One thing more, and this is sad.  That third servant with only one talent.  When the rich man, after his journey, comes to him, the servant tells him, “Master, I knew you to be a hard man, reaping where you did not sow, and gathering where you did not winnow;  so I was afraid, and I went and hid your talent in the ground.”  The great mistake, the fatal mistake this third servant makes is failing to recognize the true character of his master.  He may well have been a hard man, but that was no reason to be afraid, for that was only the half of it.  The other half is this:  the master “reaped where he did not sow and gathered where he did not winnow.”  In other words, he was one of those people who just made money out of the air. Everything he touched turned to gold.  There was no risk and no reason to be afraid.  The master wasn’t going to lose his money, even if he entrusted it to a bunch of servants.  That one talent could not, in fact be lost.  And so the irony, even the tragedy of the parable is that the fearful, careful servant choose to do the one thing, indeed the only thing, that would keep his master’s money from making profit - and that was to bury it in the ground.

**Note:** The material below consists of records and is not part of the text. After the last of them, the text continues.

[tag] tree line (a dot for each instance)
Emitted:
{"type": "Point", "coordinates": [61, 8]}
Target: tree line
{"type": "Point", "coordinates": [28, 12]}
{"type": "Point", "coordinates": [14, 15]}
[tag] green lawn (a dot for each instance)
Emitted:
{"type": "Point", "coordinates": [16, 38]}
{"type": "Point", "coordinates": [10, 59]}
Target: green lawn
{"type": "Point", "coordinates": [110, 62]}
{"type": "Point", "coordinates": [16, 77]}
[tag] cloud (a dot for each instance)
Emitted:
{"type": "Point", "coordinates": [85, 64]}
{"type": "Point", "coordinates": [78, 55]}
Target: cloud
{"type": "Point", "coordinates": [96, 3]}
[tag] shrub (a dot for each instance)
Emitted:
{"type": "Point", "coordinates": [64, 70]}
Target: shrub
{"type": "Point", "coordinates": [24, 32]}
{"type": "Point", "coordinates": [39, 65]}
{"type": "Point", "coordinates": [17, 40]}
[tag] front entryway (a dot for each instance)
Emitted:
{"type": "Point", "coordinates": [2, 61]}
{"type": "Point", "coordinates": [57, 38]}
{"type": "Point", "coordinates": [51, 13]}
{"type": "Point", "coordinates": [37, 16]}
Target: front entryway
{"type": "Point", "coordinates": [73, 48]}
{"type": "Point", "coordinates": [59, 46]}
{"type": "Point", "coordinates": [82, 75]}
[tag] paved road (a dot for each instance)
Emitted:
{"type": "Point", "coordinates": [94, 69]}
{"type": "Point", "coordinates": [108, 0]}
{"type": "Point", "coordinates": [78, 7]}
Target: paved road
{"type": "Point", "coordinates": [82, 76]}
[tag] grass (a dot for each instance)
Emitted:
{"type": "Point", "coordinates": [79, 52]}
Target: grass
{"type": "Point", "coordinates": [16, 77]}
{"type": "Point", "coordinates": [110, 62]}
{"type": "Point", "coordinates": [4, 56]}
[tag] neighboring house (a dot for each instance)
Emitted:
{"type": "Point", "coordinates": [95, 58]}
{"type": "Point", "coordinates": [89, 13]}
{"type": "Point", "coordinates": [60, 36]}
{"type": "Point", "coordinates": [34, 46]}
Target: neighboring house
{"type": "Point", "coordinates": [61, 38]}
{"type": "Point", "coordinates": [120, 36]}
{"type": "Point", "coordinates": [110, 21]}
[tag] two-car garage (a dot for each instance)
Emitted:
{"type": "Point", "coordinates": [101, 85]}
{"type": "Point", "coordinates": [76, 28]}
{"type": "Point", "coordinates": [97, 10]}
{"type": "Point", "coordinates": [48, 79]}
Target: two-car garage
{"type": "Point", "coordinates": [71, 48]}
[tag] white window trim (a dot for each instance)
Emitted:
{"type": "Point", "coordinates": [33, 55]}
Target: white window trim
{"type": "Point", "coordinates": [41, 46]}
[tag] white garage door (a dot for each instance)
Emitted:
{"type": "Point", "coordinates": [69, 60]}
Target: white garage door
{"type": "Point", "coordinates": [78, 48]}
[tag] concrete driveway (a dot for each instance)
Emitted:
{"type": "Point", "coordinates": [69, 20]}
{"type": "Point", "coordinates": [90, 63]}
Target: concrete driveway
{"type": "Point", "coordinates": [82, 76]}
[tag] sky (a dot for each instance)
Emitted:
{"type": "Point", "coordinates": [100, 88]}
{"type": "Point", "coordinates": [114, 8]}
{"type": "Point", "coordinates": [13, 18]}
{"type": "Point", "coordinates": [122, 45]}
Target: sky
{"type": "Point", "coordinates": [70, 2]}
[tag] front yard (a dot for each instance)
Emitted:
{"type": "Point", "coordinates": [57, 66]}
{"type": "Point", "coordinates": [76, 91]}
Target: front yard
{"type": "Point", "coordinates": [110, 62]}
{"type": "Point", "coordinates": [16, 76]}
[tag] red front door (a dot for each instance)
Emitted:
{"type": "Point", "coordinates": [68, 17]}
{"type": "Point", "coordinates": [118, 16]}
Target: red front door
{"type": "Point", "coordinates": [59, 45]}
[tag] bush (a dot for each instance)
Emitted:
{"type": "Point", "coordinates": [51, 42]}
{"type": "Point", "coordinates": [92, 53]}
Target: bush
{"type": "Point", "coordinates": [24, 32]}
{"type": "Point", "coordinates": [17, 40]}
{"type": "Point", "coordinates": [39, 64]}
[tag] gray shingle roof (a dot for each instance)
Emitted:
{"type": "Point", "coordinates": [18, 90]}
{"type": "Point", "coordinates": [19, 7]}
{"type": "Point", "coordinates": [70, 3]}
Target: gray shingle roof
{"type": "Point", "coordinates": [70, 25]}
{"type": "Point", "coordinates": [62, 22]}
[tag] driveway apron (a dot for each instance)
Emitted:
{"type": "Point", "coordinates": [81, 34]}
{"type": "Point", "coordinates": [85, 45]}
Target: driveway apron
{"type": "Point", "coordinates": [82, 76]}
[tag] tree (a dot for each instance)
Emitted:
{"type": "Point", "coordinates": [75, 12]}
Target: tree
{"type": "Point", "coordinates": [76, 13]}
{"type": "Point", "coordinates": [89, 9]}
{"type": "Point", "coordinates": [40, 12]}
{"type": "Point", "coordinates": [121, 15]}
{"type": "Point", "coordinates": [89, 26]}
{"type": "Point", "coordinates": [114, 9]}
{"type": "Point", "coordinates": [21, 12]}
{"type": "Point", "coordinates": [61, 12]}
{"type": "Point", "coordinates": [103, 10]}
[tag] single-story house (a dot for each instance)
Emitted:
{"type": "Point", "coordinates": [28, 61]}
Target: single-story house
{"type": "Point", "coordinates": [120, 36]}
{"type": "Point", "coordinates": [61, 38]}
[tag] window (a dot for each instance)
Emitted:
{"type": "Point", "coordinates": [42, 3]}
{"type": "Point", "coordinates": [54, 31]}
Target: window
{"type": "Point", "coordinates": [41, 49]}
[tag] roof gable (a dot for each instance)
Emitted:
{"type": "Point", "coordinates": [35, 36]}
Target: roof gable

And it is the same, dear people, with faith.  Ultimately, there is no risk involved.  It may feel that way sometimes.  Yes, it may be scary to live by faith.  But if it is, if it does, perhaps that is because we  have failed to recognize the true character of our master.  For our Master is the God of abundance and creation, and He too reaps where he does not sow and gathers where He does not winnow.  And more even than that, our Master has revealed to us His character and the depth of His faithfulness.  He did that - didn’t He? - when our Lord took upon himself the risk and ventured his faith in the faithfulness of God.  God never asks of us anything which he himself has not done.   And God in Christ took upon himself the risk of faith when stretched out his arms upon the Cross, and offered Himself for us, and received the nails and hatred and  death itself.  And He triumphed over those things, and by that triumph He took away the risk.  Christ is risen ! There is no need to be afraid.  Put the Lord to the test, for He is “faithful and He will do it.”

Once again, good people, you may have five talents.  You may have two.  Or perhaps you have only one.  Never mind.  It doesn’t matter.  Just remember.  The five becomes ten.  The two becomes four.  With God the one may well become one hundred!